# Analyse van weersverschijnselen en verkeersongelukken in de VS

## Introduction
City planners, civil engineers and car manufacturers have worked tirelessly for decades to make driving a safe, comfortable and accessible option for travel. Safer roads, smarter rules and cutting edge technologies have been implement to reduce the frequency of accidents with motor vehicles, to great success as accidents on the road have dropped tremendously since the 1960s (https://www.iihs.org/topics/fatality-statistics/detail/yearly-snapshot) . Aside from individuals with poor driving skills and faulty vehicles, one of the greatest hindrances in motor safety has been the chaotic essence of mother nature. In the US, forty-two thousand people have died in 2022.

Some would argue that weather is primarily responsible for the amount of motor vehicle accidents. Weather phenomena such as hurricanes, heavy rain, icy roads and thick fog are able to severely debilitate a person's driving skills and could pose a threat to their own safety, and that of other drivers around them. Others state that the weather is merely a small issue, and that accidents have many more causes other than weather. They argue that factors such as inexperienced drivers, unmaintained roads or sloppy city planning cause just as much, if not more accidents on the road.
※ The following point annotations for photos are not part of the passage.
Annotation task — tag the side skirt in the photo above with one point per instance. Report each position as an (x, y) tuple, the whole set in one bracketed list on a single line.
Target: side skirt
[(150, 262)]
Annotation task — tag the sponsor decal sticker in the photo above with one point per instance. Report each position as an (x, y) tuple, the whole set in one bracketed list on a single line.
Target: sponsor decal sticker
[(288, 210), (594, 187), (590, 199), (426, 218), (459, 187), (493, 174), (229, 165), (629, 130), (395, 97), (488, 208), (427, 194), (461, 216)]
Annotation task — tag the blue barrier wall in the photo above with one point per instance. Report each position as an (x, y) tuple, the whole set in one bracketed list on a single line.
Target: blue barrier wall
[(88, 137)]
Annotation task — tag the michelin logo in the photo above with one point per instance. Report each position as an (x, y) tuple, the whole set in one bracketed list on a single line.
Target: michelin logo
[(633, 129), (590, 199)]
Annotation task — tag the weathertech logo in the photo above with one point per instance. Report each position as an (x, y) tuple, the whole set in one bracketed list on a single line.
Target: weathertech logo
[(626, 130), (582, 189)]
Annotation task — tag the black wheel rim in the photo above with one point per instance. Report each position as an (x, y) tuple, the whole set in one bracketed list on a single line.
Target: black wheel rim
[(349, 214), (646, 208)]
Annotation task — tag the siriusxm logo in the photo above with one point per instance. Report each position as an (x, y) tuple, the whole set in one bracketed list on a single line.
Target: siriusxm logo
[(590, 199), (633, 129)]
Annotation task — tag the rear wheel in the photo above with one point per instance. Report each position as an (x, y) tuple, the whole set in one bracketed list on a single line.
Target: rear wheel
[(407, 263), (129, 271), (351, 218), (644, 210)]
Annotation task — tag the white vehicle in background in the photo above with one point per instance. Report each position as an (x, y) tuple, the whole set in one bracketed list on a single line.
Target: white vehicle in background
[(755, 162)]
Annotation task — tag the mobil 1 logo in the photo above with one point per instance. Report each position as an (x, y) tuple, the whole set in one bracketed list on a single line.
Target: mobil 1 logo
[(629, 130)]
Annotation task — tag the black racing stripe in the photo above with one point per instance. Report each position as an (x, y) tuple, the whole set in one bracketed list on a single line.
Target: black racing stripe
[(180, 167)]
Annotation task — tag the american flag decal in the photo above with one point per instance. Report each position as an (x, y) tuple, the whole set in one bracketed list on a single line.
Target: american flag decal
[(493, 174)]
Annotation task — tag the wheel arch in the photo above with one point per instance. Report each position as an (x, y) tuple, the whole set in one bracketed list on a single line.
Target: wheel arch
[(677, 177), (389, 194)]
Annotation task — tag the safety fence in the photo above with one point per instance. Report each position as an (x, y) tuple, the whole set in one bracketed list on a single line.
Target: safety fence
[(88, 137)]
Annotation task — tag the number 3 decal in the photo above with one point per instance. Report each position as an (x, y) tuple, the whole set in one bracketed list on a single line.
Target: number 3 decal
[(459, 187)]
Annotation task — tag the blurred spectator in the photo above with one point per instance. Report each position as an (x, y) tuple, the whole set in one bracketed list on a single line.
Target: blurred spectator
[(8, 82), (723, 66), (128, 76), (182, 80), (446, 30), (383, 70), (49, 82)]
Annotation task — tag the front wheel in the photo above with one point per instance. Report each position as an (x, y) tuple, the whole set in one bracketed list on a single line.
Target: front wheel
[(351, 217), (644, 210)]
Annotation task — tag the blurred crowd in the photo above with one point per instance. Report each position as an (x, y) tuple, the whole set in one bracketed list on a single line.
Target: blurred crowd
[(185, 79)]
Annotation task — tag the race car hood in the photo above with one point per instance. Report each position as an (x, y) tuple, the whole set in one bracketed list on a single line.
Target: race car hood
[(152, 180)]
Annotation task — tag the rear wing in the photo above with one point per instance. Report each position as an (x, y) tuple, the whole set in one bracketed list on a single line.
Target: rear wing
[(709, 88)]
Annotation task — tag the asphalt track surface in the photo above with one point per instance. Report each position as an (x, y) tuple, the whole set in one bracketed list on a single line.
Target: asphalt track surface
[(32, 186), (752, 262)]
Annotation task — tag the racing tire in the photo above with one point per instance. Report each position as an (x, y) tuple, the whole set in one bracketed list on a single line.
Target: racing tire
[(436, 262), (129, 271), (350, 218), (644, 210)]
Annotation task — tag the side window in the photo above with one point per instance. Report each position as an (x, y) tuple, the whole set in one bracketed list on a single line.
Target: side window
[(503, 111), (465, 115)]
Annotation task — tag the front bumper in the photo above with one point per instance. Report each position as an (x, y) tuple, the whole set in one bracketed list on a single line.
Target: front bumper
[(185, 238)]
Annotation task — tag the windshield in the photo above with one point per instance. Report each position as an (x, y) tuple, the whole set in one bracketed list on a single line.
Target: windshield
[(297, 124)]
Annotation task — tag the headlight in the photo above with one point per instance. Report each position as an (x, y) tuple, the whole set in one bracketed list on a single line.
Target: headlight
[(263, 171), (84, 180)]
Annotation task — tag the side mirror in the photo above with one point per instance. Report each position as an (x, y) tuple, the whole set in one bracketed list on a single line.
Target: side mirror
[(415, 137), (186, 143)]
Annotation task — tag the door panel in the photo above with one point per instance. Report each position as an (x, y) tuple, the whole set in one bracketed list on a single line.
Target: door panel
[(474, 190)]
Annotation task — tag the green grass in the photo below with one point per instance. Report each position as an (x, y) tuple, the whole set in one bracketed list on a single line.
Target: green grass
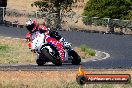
[(4, 48), (58, 84), (88, 50)]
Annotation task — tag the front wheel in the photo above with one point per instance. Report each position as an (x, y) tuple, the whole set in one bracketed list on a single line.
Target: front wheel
[(54, 59), (40, 60), (74, 57)]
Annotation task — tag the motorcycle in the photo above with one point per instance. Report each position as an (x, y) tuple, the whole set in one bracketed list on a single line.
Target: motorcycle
[(49, 49)]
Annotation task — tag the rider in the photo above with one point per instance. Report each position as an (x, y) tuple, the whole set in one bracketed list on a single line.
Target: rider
[(32, 27)]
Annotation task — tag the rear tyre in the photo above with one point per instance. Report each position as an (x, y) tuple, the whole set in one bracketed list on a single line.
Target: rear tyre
[(75, 57), (55, 59)]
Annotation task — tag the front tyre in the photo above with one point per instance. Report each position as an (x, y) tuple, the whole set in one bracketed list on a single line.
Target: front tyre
[(54, 59), (74, 57), (40, 60)]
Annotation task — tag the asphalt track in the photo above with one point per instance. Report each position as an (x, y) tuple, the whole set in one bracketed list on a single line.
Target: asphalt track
[(118, 46)]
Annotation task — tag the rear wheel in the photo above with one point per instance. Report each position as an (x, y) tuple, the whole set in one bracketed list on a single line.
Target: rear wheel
[(74, 57), (54, 58), (40, 60)]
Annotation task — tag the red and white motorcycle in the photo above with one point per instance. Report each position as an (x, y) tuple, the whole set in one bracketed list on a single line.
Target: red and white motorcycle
[(51, 50)]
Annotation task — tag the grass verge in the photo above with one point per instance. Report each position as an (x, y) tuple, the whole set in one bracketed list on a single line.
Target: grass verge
[(51, 79), (15, 51)]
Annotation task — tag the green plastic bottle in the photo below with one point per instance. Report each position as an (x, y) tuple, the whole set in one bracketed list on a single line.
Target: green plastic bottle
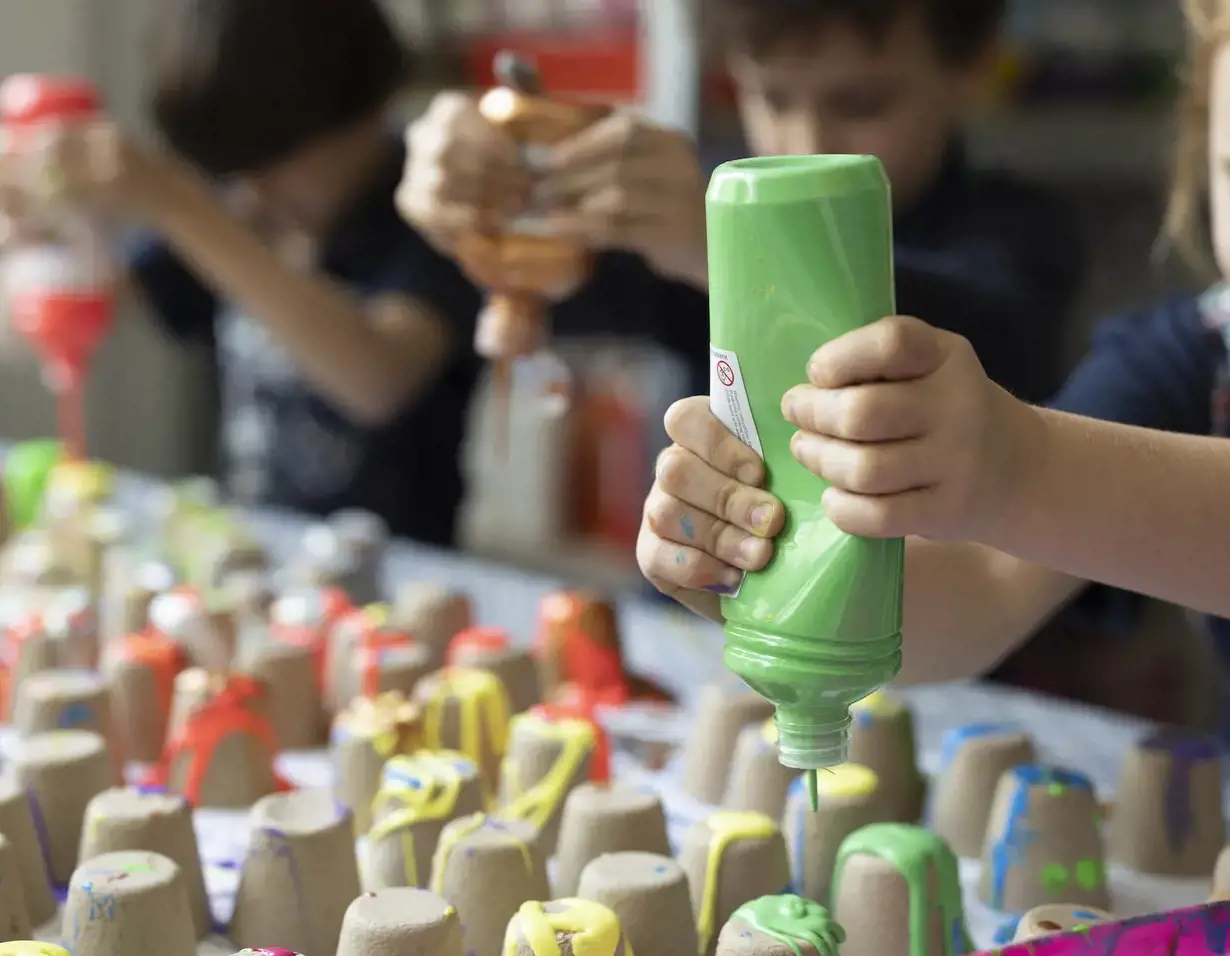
[(800, 252)]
We set out to research the correlation between weather and accidents in the US. To achieve this we took a look at two datasets, these being 'US Accidents (2016 - 2023)', and 'Historical Hourly Weather Data 2012-2017'. 'US Accidents (2016 - 2023)' is a detailed record of vehicle accidents in the US between 2016 and 2023, having recorded the time, place and severity of accidents, among many other variables. 'Historical Hourly Weather Data 2012-2017' is a record of weather across the US between the years 2012 and 2017. This dataset has recorded the hourly weather status of many large cities across the United States. With these two datasets we can analyze and compare the link between heavy weather and car accidents across the US.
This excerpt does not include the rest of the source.